An expression evaluator

 Download source code (17 kb)

Two weeks ago, I saw an article on codeproject that really nicely solve an old and very known issue. Why it is nice is because it is short, simple, sequential
and last but not least elegant.

In the mean time, I needed an expression evaluator for a product I am making, and I needed not only to extend the principles of evaluation, but also add a few features.

This article describes what I have done in order to write a general purpose expression evaluator, that goes beyond evaluating the 4 primary operations. In fact it can be regarded as a complement to the mentioned article for three reasons :

  • it's a complete rewrite
  • it uses an object model when it comes to variables and functions
  • it describes how the parsing and evaluation works

The principles of expression parsing

It's an old problem because although separating operators from numbers or other tokens is an easy task, the fact that operators are either infix or not, and have algebric prevalence relations between them forces the parser to pay a particular attention to
the whole parsing process. Quite naturally, this involves playing with a separate stack of all operators, and swapping operators according to a set of predefined rules.

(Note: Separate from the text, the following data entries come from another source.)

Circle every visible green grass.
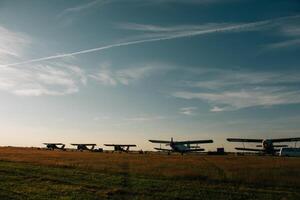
[0,158,300,200]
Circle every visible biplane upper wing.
[227,138,263,143]
[154,147,173,152]
[235,147,263,152]
[104,144,136,147]
[174,140,214,144]
[272,137,300,142]
[43,143,63,145]
[149,140,171,144]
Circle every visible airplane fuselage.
[170,142,203,153]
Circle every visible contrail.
[2,15,300,67]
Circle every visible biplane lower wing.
[149,140,171,144]
[104,144,136,147]
[227,138,263,143]
[272,137,300,142]
[154,147,173,152]
[174,140,214,144]
[235,147,263,152]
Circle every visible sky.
[0,0,300,150]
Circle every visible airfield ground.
[0,147,300,200]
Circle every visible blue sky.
[0,0,300,149]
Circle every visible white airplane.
[149,138,213,154]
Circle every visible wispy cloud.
[57,0,112,18]
[89,63,158,86]
[0,26,87,96]
[0,63,86,96]
[6,15,300,66]
[172,70,300,112]
[179,107,198,116]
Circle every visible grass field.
[0,148,300,200]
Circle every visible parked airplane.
[43,143,65,150]
[71,144,96,151]
[104,144,136,153]
[227,137,300,155]
[149,138,213,154]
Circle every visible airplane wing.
[43,143,63,145]
[235,147,263,152]
[227,138,263,143]
[149,140,170,144]
[186,148,205,152]
[154,148,173,152]
[174,140,214,144]
[272,137,300,142]
[104,144,136,147]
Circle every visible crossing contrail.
[2,15,300,67]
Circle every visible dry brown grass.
[0,147,300,188]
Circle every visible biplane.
[227,137,300,155]
[149,138,213,154]
[43,143,66,150]
[71,144,97,151]
[104,144,136,153]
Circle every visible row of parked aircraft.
[44,137,300,155]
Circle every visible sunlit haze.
[0,0,300,150]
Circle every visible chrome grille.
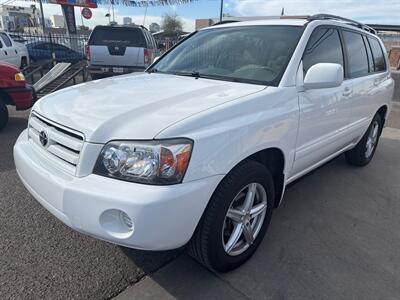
[28,112,84,175]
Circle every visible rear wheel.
[0,100,8,131]
[346,113,383,166]
[90,74,104,80]
[188,161,275,272]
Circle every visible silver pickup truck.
[86,26,158,79]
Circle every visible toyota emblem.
[39,131,49,147]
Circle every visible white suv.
[14,15,394,271]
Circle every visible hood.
[33,73,265,143]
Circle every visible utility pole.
[220,0,224,22]
[39,0,46,33]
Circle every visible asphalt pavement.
[0,106,400,300]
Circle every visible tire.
[346,113,383,167]
[0,100,8,131]
[188,160,275,272]
[90,74,104,80]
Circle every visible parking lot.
[0,105,400,299]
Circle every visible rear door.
[342,29,388,139]
[88,26,146,67]
[292,26,352,176]
[0,32,21,68]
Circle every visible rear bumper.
[4,85,36,110]
[87,65,146,75]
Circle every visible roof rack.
[212,20,240,26]
[308,14,376,34]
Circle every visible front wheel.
[189,160,275,272]
[0,100,8,131]
[346,113,383,166]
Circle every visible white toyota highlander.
[14,15,394,271]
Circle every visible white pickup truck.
[14,15,394,271]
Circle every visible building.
[0,5,41,32]
[50,15,65,28]
[149,23,161,32]
[122,17,132,25]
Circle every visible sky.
[8,0,400,31]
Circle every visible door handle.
[343,87,352,97]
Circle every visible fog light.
[119,210,133,230]
[99,209,135,239]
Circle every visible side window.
[343,31,368,78]
[363,36,374,73]
[0,32,12,47]
[368,37,386,72]
[303,28,343,73]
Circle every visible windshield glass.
[150,26,303,86]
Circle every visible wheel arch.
[377,104,388,124]
[247,148,286,207]
[0,89,14,105]
[219,147,286,208]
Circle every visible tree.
[161,14,183,32]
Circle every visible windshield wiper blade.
[147,68,158,74]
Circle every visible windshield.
[149,26,303,86]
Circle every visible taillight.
[144,48,150,65]
[85,45,90,60]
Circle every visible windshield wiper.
[171,71,201,79]
[147,68,158,74]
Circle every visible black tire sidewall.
[362,114,383,164]
[208,162,275,271]
[0,100,8,131]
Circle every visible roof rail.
[212,20,240,26]
[308,14,376,34]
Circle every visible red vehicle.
[0,62,35,130]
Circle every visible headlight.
[93,139,193,185]
[14,73,25,81]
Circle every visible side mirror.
[304,63,344,90]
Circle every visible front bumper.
[14,131,222,250]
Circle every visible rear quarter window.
[368,37,386,72]
[343,31,369,78]
[89,27,146,48]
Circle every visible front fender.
[156,88,299,182]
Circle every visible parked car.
[86,25,158,79]
[14,15,394,271]
[0,31,29,68]
[0,62,34,130]
[26,41,85,62]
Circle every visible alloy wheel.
[222,183,267,256]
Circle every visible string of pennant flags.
[25,0,198,7]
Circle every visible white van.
[14,15,394,271]
[86,25,157,79]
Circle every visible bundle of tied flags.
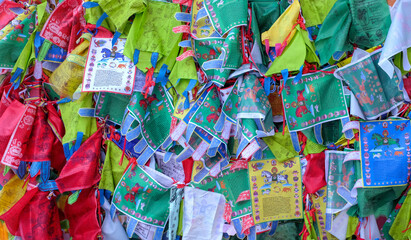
[0,0,411,240]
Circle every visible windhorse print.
[282,67,348,131]
[360,120,411,187]
[248,157,303,224]
[82,38,136,95]
[334,50,403,120]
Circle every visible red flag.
[64,188,102,239]
[56,128,102,192]
[303,152,327,193]
[16,190,63,240]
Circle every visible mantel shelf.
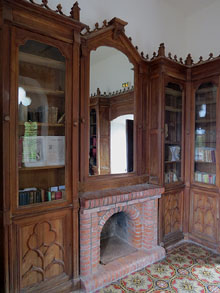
[18,165,65,171]
[165,140,181,145]
[165,160,181,164]
[165,88,182,97]
[196,101,216,106]
[18,121,65,127]
[195,161,216,164]
[19,52,65,70]
[165,106,182,112]
[196,119,216,123]
[19,84,65,97]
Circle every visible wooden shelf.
[196,119,216,123]
[165,140,181,145]
[164,160,181,164]
[19,84,65,97]
[165,106,182,113]
[196,87,217,94]
[18,165,65,171]
[196,101,216,106]
[19,52,65,70]
[18,121,65,127]
[165,87,182,97]
[194,161,216,164]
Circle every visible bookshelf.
[164,82,182,184]
[17,40,66,208]
[89,108,98,175]
[194,82,217,185]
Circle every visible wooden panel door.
[12,210,72,292]
[159,190,183,245]
[190,190,219,244]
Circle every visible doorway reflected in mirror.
[89,46,135,175]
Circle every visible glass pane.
[18,40,65,206]
[194,83,217,184]
[89,109,98,175]
[164,83,182,183]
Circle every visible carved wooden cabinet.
[148,44,186,246]
[189,58,220,250]
[190,189,219,248]
[0,0,84,292]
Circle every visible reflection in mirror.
[89,46,134,175]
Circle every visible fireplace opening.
[100,212,137,264]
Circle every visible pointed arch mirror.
[80,18,144,190]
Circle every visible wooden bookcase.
[148,53,186,246]
[0,0,85,292]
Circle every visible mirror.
[89,46,135,175]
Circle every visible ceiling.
[165,0,219,17]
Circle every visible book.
[55,191,62,199]
[51,191,56,200]
[22,136,65,167]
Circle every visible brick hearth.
[80,184,165,292]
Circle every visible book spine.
[51,191,56,200]
[55,191,62,199]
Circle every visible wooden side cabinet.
[190,189,219,249]
[148,49,186,246]
[0,0,85,292]
[159,189,184,245]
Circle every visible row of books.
[19,185,65,206]
[195,171,216,184]
[165,171,178,183]
[18,136,65,167]
[195,147,216,163]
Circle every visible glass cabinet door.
[164,83,183,184]
[89,108,98,175]
[17,40,65,206]
[194,83,217,184]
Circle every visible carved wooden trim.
[25,0,80,21]
[22,221,65,281]
[91,86,134,98]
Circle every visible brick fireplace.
[80,184,165,292]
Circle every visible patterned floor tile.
[97,243,220,293]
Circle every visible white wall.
[35,0,186,57]
[35,0,220,60]
[186,0,220,60]
[90,46,134,94]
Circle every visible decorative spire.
[185,54,193,65]
[158,43,165,57]
[70,1,81,21]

The good news is that, when it comes to usual mathematical expressions, there are only a tiny set of rules. Here they are :

  • * and / are prevalent over + and -
  • functions are prevalent over * and /
  • parenthesis are always prevalent over operators

What prevalent means is that if operator a is prevalent over operator b, then a will be performed before b. For instance, multiplications must be performed before additions. Of course, parenthesis help solve prevalence
issues.

Other than prevalence, we need to build a tree of operations to perform in order to get a result out of the evaluation. Typical trees are binary trees where operands are leaves, and operators are tree nodes. Of course, because operators can chain up each
other arbitrarily, the tree can be fairly deep, and significantly unbalanced (by the way, re-balancing trees is an interesting topic). Below are example pics of evaluation trees for the following expressions : = 5 + 3=
5 + 3 * 8
.


Sample evaluation trees

When an evaluation tree is built, evaluation can be done by traversing the nodes from the root down to leaves. Doing the evaluation is a matter of knowing, for each operator, how many arguments are expected, and retrieve them recursively going down the tree.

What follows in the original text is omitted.